As your data grows, analytical queries can become increasingly slower. This is where materialized views help optimize performance. They allow you to define transformations on your data that are either applied at the time of insertion (incremental) or periodically (refreshable). API endpoints can then query these materialized pipes directly, resulting in significantly faster execution.

Incremental Materialization

Airfold’s materialized pipes support incremental data transformation by automatically ingesting new data as it arrives. This model ensures your pipeline only processes fresh data ideal for time-series logs, user activity streams, or continuously growing datasets, Enabling near-real-time aggregations and rollups

Note: Incremental Materialized Pipes in Airfold are designed to process only newly arriving data. If historical data already exists in your target tables, you must perform a backfill to ensure completeness.

Backfilling refers to the process of reprocessing or re-ingesting historical data so that it is captured by the incremental materialization logic. Without this step, pre-existing data will be excluded from downstream views and analytics. (Reach out to your solutions team to know more)

UI

Let’s say we want to get the signup, purchases and page_views metrics along with total_events from the web events data. we could run the query below to get the metrics per day.

SELECT
    toDate(timestamp) AS date,
    countState(event_id) AS total_events,
    countIfState(event_type = 'signup') AS signups,
    countIfState(event_type = 'purchase') AS purchases,
    countIfState(event_type = 'page_view') AS page_views
FROM web_events
GROUP BY date

This runs fine for smaller dataset, but as no. of rows increases, the above query will take large amount of time to query all the rows and calculate the metrics. We can use an incremental materialized pipe here, and store the aggregated data on a new source as the data is being inserted and have the API query the new source. This significantly decreases the number of rows queries and hence the time taken for the query to run.

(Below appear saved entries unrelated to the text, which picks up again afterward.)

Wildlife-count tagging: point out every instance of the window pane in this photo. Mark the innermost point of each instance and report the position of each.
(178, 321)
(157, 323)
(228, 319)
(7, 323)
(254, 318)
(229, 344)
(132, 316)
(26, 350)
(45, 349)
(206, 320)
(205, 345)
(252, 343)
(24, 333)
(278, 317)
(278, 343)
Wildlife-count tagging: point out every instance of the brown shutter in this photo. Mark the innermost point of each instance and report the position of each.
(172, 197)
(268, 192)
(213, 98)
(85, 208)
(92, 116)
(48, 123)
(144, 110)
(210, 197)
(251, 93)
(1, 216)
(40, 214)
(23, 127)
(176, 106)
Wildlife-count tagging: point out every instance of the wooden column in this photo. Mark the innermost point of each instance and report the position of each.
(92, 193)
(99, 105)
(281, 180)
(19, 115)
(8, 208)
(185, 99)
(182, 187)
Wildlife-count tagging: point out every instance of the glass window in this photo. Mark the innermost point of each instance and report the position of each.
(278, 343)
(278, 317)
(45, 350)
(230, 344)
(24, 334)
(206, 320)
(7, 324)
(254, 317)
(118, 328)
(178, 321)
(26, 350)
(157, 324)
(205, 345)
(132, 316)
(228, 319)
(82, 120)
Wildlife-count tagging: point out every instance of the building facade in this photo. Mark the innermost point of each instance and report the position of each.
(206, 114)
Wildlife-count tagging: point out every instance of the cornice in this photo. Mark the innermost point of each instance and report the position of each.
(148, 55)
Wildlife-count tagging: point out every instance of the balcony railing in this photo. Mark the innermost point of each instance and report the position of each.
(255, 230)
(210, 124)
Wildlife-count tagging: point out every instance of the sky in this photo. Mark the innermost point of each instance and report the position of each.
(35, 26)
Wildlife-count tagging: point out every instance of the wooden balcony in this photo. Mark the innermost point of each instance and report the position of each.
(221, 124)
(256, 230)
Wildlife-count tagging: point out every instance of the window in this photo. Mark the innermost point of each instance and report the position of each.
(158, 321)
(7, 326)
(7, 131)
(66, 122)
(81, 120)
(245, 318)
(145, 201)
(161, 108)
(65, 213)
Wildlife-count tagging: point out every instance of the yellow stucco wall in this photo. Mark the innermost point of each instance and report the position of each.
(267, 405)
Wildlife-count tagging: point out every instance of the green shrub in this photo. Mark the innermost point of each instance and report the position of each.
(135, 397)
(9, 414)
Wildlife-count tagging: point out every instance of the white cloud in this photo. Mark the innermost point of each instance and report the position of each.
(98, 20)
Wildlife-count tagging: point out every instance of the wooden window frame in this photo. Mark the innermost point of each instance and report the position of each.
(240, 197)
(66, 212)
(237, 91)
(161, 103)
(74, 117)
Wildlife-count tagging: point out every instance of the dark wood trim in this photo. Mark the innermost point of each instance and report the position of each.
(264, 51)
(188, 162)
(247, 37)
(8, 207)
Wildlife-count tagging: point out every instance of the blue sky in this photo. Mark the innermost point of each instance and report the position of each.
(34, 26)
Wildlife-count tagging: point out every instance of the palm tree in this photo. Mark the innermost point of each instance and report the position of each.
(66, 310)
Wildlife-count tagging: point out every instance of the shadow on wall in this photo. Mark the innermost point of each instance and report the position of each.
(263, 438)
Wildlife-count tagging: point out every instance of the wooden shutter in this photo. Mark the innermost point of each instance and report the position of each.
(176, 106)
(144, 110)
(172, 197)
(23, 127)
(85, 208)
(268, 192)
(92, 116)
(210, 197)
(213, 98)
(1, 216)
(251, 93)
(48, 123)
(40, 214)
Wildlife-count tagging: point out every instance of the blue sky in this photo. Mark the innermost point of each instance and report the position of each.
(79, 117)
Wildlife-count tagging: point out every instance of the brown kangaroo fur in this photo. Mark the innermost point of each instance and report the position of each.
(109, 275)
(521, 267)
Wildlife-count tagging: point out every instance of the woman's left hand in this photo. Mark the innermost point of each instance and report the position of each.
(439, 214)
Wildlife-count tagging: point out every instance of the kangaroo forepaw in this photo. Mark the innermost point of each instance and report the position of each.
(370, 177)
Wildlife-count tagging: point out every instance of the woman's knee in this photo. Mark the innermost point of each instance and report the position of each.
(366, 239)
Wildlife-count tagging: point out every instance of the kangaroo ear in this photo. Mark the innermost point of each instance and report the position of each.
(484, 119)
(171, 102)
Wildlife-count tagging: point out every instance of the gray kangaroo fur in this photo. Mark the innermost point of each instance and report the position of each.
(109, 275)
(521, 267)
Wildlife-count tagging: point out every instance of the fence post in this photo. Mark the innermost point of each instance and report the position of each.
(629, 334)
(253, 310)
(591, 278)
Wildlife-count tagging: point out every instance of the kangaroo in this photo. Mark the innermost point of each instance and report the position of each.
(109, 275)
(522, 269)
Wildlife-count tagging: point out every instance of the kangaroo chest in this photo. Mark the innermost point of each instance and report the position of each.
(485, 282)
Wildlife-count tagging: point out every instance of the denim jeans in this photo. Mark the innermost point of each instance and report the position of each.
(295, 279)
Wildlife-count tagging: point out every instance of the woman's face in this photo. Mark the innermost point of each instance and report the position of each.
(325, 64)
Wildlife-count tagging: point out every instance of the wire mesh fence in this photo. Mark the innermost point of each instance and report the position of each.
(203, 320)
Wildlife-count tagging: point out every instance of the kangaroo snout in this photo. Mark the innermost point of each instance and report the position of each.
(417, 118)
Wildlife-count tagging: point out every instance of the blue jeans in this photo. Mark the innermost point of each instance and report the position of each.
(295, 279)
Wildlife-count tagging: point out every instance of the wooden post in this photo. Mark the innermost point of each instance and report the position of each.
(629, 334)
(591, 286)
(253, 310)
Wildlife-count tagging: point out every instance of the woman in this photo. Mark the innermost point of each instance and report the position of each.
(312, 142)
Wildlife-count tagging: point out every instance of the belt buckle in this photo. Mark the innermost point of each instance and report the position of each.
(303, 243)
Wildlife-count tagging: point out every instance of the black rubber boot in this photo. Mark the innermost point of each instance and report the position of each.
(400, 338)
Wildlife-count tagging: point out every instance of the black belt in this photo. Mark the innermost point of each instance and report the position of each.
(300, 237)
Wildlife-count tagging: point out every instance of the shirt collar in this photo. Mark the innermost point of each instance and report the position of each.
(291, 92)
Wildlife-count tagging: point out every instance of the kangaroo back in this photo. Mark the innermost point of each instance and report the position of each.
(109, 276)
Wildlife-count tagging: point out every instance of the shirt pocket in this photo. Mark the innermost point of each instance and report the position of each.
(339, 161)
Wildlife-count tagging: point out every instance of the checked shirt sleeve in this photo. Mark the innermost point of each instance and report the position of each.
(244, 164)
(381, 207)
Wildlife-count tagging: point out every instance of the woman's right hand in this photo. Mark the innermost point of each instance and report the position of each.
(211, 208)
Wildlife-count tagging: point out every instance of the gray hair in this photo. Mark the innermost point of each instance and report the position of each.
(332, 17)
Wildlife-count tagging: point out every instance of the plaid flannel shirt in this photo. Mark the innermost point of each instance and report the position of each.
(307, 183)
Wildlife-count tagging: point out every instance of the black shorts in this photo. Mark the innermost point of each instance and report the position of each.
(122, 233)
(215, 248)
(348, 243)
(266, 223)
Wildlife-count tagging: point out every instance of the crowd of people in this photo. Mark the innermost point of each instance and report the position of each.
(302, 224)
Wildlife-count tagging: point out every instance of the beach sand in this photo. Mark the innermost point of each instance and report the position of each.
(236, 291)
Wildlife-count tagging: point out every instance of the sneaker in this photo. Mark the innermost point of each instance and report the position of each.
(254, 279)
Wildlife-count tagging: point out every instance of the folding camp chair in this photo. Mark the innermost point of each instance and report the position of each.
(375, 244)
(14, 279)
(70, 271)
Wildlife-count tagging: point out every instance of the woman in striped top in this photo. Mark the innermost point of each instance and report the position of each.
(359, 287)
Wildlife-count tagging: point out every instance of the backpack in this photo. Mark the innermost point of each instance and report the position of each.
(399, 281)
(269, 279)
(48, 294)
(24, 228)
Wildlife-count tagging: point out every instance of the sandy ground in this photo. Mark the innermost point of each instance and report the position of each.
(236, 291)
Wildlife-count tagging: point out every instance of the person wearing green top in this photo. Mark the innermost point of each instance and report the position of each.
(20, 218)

Note the materialized pipe example uses countIfState() instead of countIf().

Airfold uses ClickHouse under the hood which requires appending State to aggregate functions when used in a materialized pipe.

Fortunately, Airfold does it automatically when materializing a draft pipe using af materialize <pipe_name>.

Learn more about Materialization in ClickHouse, about the *State combinator.

CLI

To materialize a draft pipe, set the to field to the name of the target source.

Although materialized pipes themselves cannot be accessed (via FROM) by other pipes, the source they write to is accessible like any other source.

incremental_pipe.yaml
name: agg_logs_mv
description: 'Aggregate logs by level'
nodes:
    - load:
        description: Loading logs
        sql: select timestamp, level, file, message from logs
    - error:
        description: Aggregating logs by level
        sql: |
            select
                level,
                countState() as count
            from load
            group by level
to: logs_by_level
name
string

The name of the pipe. Optional

description
string

A brief description of the pipe’s purpose or functionality. Optional

nodes
Node[]
required

The sequence of nodes within the pipe. Each node represents a stage in data processing.

to
string

Specifies the target source for appending the incremental results. When set, it converts the pipe into a materialized pipe. This option cannot be used with publish and requires the final node’s schema to match the provided source schema. Optional

params
Param[]

A list of parameters for parameterizing node SQL queries through Jinja2 templating e.g. {{ param }}. These parameters are passed via the API and can be used to dynamically alter the pipe’s behavior. Optional

Best Practices

Published pipes operate in batch mode and compute their results on read; therefore, they are not suited for intensive data transformations.

Instead, a common pattern is to place a published pipe in front of a materialized pipe. The materialized pipe incrementally transforms data as it is ingested and writes it to the source, enabling the published pipe to instantly access the pre-transformed data during reads.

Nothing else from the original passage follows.